US20250245507
2025-07-31
Physics
G06N3/084
The patent application discusses a method for generating high-fidelity speech using a generative neural network. The system processes a conditioning text input to produce audio that corresponds to the given text. This is achieved by training a feedforward generative neural network in an adversarial manner with the help of multiple discriminators. These discriminators evaluate whether the generated audio is real or synthetic, allowing the system to refine its outputs continuously.
The training involves both conditional and unconditional discriminators. Conditional discriminators analyze both the audio and the conditioning text input, ensuring that the generated speech aligns well with the input text. Unconditional discriminators, however, focus solely on the audio, providing a broader evaluation without being constrained by text input alignment. This dual approach enhances the system's ability to generate realistic and accurate audio samples.

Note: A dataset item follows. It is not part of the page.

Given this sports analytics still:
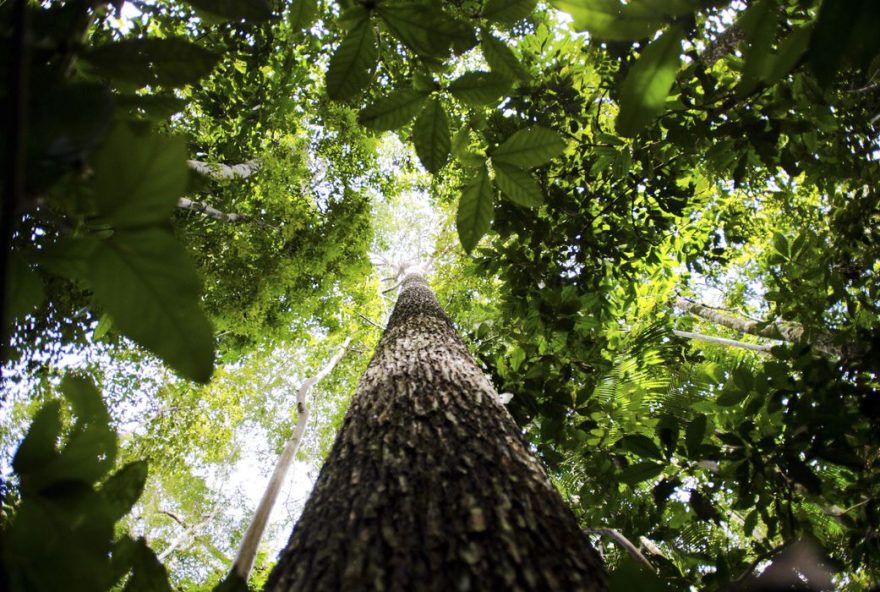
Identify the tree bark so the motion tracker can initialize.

The generative neural network described is a feedforward type, which processes inputs in a single forward pass, unlike autoregressive models that require multiple time steps. This architecture allows for faster generation of audio examples while maintaining high quality. The network employs convolutional layers organized into generator blocks that sequentially process the conditioning text inputs to produce audio outputs.
Utilizing both types of discriminators offers various benefits, such as improved adherence to input text and increased diversity in audio sample evaluation. The system can operate on different frequencies of audio samples by assigning specific window sizes to each discriminator, enhancing realism and reducing computational complexity. Additionally, using dilated convolutional layers broadens the receptive fields, enabling learning across various frequency dependencies.
The system's implementation involves computer programs across multiple locations, integrating components like a generative neural network, discriminator network system, and parameter updating system. The conditioning text input can include linguistic features such as phonemes and pitch information, which are processed through generator blocks in the neural network. This setup ensures efficient training and generation of high-fidelity speech synthesis.